Shin Ji Won reports
Editor: David
Since its birth, quantum supremacy has become a proposition that countless researchers have tried to break. Now, the joint team of Harvard, UC Berkeley, and the Hebrew University of Israel has finally taken a solid step in that direction. Experiments have proved that quantum supremacy does not exist!
Quantum supremacy, the term has been born for almost 4 years.
In 2019, Google's physicists announced the successful achievement of quantum supremacy with a 53-qubit machine, a milestone with a major symbol.
According to the paper published in Nature, the quantum system took only 200 seconds to complete a calculation, while the same calculation performed with Summit, the most powerful supercomputer at the time, took about 10,000 years.
What is quantum supremacy?
"Quantum supremacy", or "quantum supremacy" ("quantum supremacy"), means that quantum computers can accomplish tasks beyond the scope of any viable classical algorithm.
Even on the most advanced traditional supercomputers, the computation time (often thousands of years) of these tasks renders algorithms irrelevant.
Interestingly, in Google's 2019 results, it is only said that quantum supremacy has been achieved, and it is not stated in which specific instances quantum computers have surpassed classical computers.
This is a difficult question to answer because quantum computers are currently plagued by frequent errors that accumulate and undermine the performance and stability of quantum computing.
In fact, scientists want to know more than the realm of quantum supremacy is another question: whether classical algorithms will be able to keep up as quantum computers get bigger.
Scott Aaronson, a computer scientist at the University of Texas at Austin, said: "We hope that eventually the quantum side will completely distance itself and end this competition once and for all."
Most researchers speculate that the answer is no.
That is, classical algorithms will one day completely fail to keep up with quantum computing, but they have not been able to prove this accurately and comprehensively. One way to definitively prove this inference is to find the conditions under which quantum computing can gain a "lasting advantage" over classical computing.
Now, there seems to be a preliminary answer to this question:
Streaming: Quantum computing will produce errors, and if the error correction cannot keep up, this error will break the "quantum supremacy" under ideal conditions, so that classical algorithms can keep up with the pace of quantum algorithms.
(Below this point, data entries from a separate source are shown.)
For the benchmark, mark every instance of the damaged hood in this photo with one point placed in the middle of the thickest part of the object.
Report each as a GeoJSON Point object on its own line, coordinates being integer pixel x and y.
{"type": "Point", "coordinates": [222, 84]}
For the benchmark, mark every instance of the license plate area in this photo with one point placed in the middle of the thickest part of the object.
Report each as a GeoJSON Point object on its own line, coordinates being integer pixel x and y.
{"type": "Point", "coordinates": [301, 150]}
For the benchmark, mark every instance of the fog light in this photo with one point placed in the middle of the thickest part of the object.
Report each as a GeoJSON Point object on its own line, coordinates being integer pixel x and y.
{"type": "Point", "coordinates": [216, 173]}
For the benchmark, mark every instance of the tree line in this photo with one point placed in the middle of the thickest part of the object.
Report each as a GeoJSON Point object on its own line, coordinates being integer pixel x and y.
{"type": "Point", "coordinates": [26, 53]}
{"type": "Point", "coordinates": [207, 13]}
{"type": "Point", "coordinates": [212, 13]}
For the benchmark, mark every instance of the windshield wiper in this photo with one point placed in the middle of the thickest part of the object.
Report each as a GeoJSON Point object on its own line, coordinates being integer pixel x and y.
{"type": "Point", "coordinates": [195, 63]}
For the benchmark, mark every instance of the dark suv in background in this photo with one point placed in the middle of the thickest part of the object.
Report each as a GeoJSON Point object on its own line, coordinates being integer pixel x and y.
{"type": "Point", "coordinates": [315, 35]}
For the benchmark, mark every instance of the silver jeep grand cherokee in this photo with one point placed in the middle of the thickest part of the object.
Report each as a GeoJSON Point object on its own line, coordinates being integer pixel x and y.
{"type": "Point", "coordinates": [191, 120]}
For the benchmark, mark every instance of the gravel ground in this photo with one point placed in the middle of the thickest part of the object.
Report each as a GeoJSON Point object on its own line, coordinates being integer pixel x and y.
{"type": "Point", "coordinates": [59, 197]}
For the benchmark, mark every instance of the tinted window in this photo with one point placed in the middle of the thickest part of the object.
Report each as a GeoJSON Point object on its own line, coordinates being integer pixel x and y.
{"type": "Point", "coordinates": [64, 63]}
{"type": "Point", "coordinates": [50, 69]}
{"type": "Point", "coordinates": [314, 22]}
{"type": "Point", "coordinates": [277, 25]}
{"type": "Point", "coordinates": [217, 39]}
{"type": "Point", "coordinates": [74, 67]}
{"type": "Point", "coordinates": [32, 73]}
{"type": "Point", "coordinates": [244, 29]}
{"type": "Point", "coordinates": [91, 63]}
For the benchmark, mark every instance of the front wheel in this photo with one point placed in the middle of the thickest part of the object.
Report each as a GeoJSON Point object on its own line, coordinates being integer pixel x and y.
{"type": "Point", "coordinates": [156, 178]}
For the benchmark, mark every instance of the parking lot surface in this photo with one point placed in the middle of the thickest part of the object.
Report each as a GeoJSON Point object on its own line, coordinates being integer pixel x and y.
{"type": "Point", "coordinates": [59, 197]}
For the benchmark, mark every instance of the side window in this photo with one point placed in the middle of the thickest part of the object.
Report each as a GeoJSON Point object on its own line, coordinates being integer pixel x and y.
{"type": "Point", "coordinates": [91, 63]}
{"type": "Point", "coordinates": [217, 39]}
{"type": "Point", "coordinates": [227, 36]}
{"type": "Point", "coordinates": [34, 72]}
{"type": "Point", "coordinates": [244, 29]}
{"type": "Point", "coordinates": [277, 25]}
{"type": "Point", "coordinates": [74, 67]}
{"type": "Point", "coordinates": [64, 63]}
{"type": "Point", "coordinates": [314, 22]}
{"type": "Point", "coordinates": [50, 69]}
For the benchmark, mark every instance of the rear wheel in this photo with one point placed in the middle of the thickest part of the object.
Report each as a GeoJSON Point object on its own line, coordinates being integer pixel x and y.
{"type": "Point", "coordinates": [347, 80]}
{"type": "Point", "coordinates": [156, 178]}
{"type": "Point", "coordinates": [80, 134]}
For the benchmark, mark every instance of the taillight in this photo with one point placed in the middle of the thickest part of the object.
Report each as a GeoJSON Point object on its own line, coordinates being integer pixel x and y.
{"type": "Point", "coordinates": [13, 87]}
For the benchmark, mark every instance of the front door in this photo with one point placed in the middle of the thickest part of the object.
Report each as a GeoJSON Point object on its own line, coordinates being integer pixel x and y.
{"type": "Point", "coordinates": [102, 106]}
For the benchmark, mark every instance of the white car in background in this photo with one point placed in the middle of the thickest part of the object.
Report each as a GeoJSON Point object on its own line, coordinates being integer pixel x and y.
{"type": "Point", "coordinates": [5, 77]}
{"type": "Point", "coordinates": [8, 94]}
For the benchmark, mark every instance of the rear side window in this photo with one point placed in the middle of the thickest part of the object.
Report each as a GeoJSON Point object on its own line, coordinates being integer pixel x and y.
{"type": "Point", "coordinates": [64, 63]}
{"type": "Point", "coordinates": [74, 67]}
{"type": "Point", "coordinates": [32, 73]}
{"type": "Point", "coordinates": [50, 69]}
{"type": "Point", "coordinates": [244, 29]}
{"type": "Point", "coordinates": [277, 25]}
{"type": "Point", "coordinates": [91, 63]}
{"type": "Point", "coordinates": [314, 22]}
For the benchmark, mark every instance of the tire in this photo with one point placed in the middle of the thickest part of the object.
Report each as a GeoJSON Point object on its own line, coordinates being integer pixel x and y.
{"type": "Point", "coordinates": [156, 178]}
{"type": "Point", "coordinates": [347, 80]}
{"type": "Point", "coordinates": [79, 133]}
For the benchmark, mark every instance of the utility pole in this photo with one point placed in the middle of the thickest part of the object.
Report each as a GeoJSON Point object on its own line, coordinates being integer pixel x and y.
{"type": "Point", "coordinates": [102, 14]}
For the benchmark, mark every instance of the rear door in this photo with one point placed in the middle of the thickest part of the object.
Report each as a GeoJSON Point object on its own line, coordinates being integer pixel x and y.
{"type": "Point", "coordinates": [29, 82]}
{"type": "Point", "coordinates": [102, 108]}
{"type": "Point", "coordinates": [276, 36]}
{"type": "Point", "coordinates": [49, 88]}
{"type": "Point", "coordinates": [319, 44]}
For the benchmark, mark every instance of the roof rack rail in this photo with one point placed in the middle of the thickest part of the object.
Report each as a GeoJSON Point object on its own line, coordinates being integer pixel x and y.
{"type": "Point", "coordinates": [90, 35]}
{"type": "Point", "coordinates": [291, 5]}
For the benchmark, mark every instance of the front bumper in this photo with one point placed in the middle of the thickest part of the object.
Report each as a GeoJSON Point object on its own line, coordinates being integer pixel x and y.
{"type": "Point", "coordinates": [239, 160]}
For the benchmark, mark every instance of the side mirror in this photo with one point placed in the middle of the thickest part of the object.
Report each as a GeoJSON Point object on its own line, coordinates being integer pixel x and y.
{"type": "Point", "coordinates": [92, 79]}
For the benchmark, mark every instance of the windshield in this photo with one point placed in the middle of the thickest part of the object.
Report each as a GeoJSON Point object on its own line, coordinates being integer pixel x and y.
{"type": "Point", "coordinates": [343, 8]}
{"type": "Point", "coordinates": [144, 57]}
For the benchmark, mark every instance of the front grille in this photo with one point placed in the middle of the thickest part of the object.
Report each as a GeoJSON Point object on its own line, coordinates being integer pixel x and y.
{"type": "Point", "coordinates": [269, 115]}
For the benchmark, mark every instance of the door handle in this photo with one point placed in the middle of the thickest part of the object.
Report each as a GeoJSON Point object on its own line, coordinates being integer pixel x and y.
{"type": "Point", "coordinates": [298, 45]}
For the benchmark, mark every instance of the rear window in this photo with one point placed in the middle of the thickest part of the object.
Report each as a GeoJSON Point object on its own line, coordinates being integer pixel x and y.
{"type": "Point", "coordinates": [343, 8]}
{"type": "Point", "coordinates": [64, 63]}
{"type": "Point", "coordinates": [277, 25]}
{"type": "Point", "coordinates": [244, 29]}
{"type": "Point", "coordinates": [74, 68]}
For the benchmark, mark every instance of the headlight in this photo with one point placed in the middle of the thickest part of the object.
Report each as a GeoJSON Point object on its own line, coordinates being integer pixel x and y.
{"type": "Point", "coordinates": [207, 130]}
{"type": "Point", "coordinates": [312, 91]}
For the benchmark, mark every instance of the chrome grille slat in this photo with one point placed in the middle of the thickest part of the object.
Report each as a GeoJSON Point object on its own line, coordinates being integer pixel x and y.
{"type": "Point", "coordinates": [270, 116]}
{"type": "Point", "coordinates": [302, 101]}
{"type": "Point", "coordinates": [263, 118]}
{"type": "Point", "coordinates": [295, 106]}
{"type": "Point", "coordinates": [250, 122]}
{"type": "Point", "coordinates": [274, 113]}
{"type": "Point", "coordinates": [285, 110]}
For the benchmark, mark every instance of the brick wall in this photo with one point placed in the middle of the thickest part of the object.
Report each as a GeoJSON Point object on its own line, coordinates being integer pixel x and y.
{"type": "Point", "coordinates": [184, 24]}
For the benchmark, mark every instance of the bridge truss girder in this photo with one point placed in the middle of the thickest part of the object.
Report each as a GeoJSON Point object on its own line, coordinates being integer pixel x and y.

Recently, in a preprint paper published in Arxiv, a joint team of Harvard University, UC Berkeley, and the Hebrew University of Israel took a big step towards confirming this conclusion.
They demonstrated that target error correction is a necessary condition for enduring quantum supremacy in random circuit sampling, supporting Google's findings a few years ago. At the current level of quantum error correction, quantum supremacy does not actually exist.
No more quantum supremacy "golden zone"
The researchers developed a classical algorithm that can simulate random circuit sampling experiments when there are errors to prove this conclusion.
Start with an array of qubits and randomly manipulate those qubits with operations called "quantum gates." Some quantum gates put pairs of qubits in an entangled state, meaning that they share a quantum state with each other and cannot be described separately.
Repeatedly setting these quantum gates in a multilayer circuit allows qubits to enter more complex entangled states.
The left figure shows random circuit sampling under ideal conditions, and the right figure shows random circuit sampling with interference
To understand this quantum state, the researchers measured all the qubits in the array. This behavior causes the collective quantum state of all qubits to collapse into a random string of ordinary bits, i.e. 0 and 1.
The number of possible outcomes grows rapidly as the number of qubits in the array increases. In Google's 2019 experiment, 53 qubits contained nearly 10 trillion results.
Moreover, this method requires repeated measurements from random circuits many times to build a probability distribution plot about the outcome.
The question about quantum supremacy is whether it is difficult or even impossible to mimic this probability distribution with a classical algorithm that does not use any entanglement?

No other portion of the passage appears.